User:Myask/Myapper thoughts
8x8 attributes, beginning of 8x1
8x1 attributes?
It's all in the fine Y and keeping it in mind. The intensive solution is to watch the PPU bus and keep our own copy of PPUSCROLL, which requires knowing the latch and thus watching several of the registers. Pattern-fetch snooping can yield it, but as it is after the attribute fetch, it does not work for the first fetch of a scanline. Triple fetch is after said 2 pre-fetched tiles. Is really a double-fetch duplicating next one normally, but VBLANK is between the last line's double-fetch and the first of pre-render, which is interrupted by whatever the program wants to access. One could count tiles, then:
if(this_fetch == last_fetch) reset(counter); if(is_AT(this_fetch) && is_NT(last_fetch)) counter += 1; if(counter == (32? 33? 34?)) //override the usual pattern, we're doing first prefetch ///...after which we can just let the pattern fetch give us the information
But is this any simpler than register-snooping? This segues nicely into a scanline counter interrupt, though for some reason I have the thought of a nametable-relative Y-based interrupt instead (which is just a different frame of reference on the same thing.)
Flipping
BG tileflipping is pretty easy.
chr_a[2:0] = ppu_a[2:0] ^ {3{is_chr_access & vert_flip}}; ppu_d[8:0] = (is_chr_access) ? (horiz_flip ? chr_d[0:8] : chr_d[8:0]) : something_else);
If one stored the attributes in the same byte you can piggyback that to set the flip bits.

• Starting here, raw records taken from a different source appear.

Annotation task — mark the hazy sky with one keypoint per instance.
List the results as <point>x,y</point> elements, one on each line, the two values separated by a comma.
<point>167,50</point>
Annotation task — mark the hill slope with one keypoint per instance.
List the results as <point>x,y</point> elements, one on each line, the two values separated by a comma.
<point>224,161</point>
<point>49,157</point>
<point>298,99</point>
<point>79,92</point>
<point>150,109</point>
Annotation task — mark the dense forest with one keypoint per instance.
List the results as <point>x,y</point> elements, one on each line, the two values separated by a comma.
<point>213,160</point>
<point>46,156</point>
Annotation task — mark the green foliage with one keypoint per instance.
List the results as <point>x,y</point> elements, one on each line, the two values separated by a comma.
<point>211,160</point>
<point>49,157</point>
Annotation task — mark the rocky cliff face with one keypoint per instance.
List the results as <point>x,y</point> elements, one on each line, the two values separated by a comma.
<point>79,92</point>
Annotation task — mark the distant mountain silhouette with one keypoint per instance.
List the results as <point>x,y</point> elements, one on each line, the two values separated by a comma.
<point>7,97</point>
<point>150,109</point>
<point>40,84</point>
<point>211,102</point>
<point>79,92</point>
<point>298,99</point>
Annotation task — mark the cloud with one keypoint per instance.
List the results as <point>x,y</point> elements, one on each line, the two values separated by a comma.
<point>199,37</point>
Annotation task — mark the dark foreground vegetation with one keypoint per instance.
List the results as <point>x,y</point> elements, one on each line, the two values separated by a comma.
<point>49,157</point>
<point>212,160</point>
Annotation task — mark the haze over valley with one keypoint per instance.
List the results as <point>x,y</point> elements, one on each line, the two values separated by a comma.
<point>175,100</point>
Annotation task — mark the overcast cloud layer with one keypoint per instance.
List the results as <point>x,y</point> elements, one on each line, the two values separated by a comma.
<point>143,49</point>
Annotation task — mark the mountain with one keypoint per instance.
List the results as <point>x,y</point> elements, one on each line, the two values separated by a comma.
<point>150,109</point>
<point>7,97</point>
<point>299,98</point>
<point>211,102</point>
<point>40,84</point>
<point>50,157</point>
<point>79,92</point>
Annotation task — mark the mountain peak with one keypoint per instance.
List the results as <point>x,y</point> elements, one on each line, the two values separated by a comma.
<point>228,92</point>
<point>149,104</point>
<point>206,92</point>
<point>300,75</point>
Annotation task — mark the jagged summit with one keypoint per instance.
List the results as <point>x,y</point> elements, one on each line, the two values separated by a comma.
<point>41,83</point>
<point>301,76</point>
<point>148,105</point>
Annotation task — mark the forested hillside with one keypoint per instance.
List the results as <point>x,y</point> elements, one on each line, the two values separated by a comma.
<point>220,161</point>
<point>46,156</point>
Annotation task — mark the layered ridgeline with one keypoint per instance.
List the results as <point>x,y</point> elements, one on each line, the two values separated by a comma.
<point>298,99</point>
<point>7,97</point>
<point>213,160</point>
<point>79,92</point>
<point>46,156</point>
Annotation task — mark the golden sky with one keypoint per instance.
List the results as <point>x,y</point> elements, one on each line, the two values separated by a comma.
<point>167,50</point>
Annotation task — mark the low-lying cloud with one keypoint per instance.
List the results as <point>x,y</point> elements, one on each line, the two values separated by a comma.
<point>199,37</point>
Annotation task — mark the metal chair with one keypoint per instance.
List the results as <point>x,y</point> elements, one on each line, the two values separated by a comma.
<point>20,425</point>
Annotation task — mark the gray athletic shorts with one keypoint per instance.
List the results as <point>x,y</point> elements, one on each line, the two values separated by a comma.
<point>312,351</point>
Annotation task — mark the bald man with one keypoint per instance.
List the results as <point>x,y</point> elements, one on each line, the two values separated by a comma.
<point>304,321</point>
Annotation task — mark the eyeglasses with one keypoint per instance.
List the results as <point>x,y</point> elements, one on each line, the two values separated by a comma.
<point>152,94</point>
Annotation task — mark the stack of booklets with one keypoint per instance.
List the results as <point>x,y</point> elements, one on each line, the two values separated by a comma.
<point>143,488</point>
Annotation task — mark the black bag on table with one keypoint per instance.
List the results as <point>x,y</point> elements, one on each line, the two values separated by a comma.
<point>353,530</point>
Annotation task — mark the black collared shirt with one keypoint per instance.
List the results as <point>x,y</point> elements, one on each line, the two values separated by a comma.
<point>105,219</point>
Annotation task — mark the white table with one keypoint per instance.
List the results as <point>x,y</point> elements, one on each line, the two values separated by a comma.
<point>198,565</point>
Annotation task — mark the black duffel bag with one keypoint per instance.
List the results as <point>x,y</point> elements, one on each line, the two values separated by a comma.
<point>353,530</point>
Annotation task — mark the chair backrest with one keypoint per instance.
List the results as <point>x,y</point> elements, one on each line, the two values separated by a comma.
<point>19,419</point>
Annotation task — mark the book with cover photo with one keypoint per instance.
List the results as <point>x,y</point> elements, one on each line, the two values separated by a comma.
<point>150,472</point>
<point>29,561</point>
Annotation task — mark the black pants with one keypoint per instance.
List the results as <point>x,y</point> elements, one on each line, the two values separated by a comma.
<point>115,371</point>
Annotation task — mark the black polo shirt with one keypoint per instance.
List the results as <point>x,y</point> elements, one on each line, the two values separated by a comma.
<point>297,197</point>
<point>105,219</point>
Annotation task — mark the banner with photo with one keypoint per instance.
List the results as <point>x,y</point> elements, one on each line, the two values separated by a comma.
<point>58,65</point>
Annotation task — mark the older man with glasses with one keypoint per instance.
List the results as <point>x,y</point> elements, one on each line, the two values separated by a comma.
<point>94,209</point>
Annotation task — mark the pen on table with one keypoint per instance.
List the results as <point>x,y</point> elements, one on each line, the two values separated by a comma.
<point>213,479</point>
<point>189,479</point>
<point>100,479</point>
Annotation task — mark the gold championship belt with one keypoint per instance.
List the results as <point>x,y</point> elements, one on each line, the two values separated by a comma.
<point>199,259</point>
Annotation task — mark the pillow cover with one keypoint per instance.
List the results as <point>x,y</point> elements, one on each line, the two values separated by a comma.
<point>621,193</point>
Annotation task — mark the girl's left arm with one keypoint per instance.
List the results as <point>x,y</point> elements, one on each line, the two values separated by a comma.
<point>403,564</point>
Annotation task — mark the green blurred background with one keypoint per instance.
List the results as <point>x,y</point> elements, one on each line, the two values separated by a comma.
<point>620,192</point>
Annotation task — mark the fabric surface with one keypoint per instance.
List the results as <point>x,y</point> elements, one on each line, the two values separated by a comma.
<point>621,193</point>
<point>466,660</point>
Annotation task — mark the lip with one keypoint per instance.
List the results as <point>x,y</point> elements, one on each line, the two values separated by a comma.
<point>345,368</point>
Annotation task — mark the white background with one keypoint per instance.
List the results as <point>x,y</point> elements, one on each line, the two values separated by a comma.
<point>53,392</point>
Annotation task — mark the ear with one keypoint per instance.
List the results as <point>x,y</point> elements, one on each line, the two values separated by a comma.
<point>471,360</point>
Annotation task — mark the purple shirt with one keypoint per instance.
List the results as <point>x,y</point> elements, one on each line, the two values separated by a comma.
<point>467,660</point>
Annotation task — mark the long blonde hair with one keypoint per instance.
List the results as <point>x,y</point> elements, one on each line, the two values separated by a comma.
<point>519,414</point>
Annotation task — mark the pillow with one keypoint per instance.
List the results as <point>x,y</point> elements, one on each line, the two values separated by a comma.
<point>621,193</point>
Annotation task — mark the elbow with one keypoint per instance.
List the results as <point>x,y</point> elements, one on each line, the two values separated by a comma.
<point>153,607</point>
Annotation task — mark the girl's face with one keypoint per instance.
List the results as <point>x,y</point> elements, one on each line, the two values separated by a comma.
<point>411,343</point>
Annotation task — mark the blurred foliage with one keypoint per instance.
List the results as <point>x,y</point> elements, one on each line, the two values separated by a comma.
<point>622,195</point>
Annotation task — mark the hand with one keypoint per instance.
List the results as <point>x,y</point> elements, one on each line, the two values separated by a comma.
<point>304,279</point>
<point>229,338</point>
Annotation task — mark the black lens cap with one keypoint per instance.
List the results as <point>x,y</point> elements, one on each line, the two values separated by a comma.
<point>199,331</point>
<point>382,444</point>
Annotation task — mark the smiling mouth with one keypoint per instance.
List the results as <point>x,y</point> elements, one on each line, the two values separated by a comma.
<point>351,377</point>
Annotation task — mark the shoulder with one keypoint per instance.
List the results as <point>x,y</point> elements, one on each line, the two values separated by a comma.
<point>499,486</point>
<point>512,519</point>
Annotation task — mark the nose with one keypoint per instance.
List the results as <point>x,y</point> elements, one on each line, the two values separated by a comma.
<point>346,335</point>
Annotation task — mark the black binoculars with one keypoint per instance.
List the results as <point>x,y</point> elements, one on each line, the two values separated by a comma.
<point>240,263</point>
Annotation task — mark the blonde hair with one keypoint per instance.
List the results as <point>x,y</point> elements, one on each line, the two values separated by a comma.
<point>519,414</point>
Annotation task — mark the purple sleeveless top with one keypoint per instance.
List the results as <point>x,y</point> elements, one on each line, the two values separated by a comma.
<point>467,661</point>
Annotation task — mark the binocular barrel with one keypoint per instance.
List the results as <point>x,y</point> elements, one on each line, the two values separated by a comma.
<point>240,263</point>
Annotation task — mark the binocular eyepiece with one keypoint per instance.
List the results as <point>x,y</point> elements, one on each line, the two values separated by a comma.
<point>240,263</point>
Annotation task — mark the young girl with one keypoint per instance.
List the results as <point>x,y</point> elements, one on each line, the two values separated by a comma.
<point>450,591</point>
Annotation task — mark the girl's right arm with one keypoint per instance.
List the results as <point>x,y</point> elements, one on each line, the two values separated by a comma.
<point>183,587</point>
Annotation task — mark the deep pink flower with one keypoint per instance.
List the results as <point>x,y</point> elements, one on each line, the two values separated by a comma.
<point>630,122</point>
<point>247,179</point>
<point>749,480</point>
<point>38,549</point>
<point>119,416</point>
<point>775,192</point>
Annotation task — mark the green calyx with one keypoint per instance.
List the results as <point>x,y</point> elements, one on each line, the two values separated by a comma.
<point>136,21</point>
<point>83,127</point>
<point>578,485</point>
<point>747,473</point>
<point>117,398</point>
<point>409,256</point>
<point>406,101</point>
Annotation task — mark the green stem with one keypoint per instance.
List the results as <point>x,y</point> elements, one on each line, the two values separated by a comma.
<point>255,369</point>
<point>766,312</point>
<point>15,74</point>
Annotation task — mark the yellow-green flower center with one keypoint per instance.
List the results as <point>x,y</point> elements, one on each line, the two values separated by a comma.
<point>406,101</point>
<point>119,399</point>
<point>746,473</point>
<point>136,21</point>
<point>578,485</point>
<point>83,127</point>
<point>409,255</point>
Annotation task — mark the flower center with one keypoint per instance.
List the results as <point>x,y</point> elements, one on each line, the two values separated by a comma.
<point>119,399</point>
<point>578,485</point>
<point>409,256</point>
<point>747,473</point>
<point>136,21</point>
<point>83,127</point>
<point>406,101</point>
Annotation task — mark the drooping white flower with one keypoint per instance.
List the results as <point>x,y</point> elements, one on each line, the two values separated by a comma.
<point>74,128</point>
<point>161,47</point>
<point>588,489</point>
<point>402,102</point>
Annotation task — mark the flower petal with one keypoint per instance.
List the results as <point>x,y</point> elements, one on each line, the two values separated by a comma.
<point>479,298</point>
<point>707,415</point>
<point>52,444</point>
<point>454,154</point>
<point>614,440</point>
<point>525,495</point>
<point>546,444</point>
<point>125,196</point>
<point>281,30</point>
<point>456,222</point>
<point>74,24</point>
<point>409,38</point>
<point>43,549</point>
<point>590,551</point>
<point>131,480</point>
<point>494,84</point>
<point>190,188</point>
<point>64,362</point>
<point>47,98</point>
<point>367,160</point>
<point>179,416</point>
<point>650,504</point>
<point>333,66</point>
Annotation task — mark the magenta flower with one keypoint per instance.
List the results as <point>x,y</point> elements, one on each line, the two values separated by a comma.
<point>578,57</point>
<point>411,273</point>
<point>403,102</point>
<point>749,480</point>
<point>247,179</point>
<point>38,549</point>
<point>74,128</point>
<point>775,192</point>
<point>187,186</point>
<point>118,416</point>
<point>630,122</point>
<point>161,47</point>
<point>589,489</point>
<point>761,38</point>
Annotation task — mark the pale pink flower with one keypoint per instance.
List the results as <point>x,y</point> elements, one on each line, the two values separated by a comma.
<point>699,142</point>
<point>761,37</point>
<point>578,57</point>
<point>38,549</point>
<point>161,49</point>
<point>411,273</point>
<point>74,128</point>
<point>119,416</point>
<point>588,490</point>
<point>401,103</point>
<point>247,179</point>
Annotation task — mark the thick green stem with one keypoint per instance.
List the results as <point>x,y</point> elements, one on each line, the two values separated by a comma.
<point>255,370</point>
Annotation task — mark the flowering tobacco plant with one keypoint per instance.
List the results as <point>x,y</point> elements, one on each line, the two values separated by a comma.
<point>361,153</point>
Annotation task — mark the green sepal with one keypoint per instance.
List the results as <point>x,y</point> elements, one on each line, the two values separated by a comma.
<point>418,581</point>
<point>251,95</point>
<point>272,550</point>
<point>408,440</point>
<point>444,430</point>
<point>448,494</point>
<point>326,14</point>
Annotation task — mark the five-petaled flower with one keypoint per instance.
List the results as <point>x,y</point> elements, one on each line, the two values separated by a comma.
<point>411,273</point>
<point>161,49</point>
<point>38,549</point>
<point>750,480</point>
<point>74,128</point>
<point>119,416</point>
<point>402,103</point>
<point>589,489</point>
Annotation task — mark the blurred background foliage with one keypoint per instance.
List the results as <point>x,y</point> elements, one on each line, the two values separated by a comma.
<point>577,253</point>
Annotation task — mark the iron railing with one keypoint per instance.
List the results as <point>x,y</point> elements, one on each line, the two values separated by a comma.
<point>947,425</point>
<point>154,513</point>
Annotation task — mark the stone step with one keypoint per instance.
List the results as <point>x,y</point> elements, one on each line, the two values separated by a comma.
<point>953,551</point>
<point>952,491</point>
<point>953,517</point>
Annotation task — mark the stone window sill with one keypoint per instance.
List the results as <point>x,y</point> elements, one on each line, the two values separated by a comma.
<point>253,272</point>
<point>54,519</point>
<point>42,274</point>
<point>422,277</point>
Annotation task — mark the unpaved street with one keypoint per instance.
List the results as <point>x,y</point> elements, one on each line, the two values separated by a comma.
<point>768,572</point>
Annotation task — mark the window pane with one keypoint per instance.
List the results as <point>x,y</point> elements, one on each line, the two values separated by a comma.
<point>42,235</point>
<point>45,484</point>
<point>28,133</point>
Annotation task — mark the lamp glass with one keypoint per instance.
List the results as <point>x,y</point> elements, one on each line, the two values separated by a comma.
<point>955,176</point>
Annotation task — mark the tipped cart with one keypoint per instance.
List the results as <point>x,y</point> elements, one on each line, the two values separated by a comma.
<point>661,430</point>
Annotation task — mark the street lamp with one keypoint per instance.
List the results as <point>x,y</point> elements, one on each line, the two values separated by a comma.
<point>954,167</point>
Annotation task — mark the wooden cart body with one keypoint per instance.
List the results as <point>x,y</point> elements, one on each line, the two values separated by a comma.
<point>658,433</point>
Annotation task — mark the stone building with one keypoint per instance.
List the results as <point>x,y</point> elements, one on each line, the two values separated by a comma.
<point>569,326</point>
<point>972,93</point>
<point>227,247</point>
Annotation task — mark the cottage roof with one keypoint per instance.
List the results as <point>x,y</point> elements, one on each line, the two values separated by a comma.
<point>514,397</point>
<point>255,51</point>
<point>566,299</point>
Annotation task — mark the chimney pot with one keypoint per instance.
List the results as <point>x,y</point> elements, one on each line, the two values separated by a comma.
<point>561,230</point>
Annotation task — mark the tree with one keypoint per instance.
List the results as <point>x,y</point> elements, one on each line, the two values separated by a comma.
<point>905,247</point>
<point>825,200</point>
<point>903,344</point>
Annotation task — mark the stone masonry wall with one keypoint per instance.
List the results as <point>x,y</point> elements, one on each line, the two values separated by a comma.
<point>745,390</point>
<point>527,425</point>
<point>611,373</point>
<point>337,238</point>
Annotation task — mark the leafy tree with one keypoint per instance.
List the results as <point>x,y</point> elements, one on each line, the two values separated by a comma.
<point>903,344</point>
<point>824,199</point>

But what to use the other four bits for? Just do two tiles per byte? Allow MMC5-like extended tile index allowance? Allow swapping of two colors in the attribute?
DMA theft
If you watch for a $4014 write, you can then watch the DMA happen...and thus have another destination to copy it to. This could alleviate the VBLANK crunch a bit (for e.g. the 8x1 mapper), as DMA copies much faster than program can.